It would be even better if we could shift all newly created NaNs to the end of each row.
Related but different posts
Posts on how to remove entire rows which are deemed duplicate:
- how do I remove rows with duplicate values of columns in pandas data frame?

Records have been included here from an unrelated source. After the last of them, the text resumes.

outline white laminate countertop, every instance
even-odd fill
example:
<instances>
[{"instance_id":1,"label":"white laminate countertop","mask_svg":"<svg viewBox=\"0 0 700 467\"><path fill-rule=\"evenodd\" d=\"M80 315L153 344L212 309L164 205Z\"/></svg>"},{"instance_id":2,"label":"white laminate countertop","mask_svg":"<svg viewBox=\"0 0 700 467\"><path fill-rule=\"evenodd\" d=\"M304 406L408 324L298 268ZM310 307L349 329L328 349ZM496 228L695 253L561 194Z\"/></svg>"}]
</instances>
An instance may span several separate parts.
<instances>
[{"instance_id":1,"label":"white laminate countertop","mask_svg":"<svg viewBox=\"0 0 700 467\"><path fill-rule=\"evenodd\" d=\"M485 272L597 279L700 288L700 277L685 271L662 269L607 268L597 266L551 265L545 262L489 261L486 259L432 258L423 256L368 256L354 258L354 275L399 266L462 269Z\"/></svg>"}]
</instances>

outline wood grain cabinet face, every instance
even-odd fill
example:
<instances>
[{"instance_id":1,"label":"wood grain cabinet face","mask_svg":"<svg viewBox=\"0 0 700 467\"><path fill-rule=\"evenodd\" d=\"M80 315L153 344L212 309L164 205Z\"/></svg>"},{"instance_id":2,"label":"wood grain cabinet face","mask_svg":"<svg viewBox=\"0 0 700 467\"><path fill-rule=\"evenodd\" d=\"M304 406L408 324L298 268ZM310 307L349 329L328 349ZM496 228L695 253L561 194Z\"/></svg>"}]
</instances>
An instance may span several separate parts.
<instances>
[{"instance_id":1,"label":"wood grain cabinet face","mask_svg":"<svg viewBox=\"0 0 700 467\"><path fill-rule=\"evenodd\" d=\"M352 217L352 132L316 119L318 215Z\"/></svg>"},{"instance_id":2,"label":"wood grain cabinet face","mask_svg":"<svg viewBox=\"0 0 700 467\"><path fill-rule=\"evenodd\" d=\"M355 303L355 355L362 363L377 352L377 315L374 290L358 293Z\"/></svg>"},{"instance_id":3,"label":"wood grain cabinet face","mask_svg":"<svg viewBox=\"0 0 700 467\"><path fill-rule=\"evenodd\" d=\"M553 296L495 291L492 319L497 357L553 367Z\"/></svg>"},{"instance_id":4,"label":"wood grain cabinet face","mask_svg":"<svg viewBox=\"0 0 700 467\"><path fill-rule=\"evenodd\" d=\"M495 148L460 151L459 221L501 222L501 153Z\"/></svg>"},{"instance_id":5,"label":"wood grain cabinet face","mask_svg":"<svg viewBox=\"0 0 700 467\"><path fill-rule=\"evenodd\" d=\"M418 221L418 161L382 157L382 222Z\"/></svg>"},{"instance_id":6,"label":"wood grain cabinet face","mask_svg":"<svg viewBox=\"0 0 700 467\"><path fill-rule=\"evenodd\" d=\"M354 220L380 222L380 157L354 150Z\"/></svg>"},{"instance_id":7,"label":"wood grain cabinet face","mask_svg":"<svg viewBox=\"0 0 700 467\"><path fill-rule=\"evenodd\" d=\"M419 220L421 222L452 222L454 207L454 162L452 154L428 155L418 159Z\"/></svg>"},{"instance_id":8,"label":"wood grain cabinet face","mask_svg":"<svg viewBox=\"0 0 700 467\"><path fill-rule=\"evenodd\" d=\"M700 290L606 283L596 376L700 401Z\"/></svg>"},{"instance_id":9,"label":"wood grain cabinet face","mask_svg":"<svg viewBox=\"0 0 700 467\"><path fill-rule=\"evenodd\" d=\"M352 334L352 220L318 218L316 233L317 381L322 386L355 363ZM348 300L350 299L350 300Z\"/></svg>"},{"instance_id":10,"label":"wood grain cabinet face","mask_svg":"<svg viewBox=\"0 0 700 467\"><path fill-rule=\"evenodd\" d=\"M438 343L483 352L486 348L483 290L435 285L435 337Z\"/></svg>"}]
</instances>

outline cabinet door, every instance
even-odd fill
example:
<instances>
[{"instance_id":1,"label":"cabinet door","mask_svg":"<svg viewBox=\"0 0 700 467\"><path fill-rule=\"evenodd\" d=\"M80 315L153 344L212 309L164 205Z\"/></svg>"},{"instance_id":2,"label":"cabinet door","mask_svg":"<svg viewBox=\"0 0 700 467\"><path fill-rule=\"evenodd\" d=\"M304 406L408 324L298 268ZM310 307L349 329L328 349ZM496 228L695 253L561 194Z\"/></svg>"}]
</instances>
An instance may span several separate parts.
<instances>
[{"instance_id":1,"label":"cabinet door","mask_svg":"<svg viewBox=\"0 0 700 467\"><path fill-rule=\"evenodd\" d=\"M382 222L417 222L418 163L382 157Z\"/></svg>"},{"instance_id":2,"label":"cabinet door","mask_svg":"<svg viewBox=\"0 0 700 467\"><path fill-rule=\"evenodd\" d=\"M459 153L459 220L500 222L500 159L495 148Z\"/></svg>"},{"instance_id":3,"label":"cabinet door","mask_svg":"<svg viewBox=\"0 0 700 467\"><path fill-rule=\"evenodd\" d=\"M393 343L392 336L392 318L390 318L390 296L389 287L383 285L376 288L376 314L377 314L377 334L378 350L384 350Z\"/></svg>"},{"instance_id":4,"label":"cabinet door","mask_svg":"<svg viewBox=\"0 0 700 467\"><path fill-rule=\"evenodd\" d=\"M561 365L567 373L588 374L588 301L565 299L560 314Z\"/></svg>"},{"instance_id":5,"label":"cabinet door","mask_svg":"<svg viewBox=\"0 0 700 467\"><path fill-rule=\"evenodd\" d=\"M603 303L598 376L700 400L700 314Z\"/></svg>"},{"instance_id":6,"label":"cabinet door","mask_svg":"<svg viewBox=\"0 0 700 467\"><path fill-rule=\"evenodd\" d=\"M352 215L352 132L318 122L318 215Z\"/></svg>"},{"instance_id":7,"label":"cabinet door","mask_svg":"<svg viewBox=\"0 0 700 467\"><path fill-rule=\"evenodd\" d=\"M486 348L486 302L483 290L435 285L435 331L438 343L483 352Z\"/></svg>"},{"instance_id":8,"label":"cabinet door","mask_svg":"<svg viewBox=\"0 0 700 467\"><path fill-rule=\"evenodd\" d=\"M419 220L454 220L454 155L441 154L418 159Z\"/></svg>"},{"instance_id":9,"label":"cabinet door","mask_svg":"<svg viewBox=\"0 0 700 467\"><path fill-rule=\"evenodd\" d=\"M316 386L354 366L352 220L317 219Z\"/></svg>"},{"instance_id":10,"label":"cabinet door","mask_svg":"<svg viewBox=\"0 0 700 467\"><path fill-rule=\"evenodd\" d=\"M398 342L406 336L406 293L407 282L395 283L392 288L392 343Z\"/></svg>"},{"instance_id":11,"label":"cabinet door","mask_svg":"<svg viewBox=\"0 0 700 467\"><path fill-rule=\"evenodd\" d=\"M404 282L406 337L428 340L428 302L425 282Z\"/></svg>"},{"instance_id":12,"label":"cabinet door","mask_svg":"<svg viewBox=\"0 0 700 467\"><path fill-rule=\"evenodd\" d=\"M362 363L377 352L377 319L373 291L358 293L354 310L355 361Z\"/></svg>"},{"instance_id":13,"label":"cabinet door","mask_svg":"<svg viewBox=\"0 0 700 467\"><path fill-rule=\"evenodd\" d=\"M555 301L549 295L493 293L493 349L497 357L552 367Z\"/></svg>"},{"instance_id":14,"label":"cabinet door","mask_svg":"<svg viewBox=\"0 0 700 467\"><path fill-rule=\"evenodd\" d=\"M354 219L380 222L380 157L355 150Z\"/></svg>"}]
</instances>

- Drop all duplicate rows across multiple columns in Python Pandas
- Remove duplicate rows from Pandas dataframe where only some columns have the same value
Post on how to remove duplicates from a list which is in a Pandas column:
Answer given here returns a series of strings, not a dataframe.
Reproducible setup
import pandas as pd
Let's create a dataframe:
df = pd.DataFrame({'a': ['A', 'A', 'C', 'B'],
'b': ['B', 'D', 'B', 'B'],
'c': ['C', 'C', 'C', 'A'],
'd': ['D', 'D', 'B', 'A']},
index=[0, 1, 2, 3])
df
created:
+----+-----+-----+-----+-----+
| | a | b | c | d |
|----+-----+-----+-----+-----|
| 0 | A | B | C | D |
| 1 | A | D | C | D |
| 2 | C | B | C | B |
| 3 | B | B | A | A |
+----+-----+-----+-----+-----+
(Printed using this.)
A solution
One way of dropping duplicates from each row, considering each row separately:
df = df.apply(lambda row: pd.Series(row).drop_duplicates(keep='first'),axis='columns')
using apply(), a lambda function, pd.Series(), & Series.drop_duplicates().
Shove all NaNs to the end of each row, using Shift NaNs to the end of their respective rows:
df.apply(lambda x : pd.Series(x[x.notnull()].values.tolist()+x[x.isnull()].values.tolist()),axis='columns')
Output:
+----+-----+-----+-----+-----+
| | 0 | 1 | 2 | 3 |
|----+-----+-----+-----+-----|
| 0 | A | B | C | D |
| 1 | A | D | C | nan |
| 2 | C | B | nan | nan |
| 3 | B | A | nan | nan |
+----+-----+-----+-----+-----+
Just as we wished.
Question
Is there a more efficient way to do this? Perhaps with some built-in Pandas functions?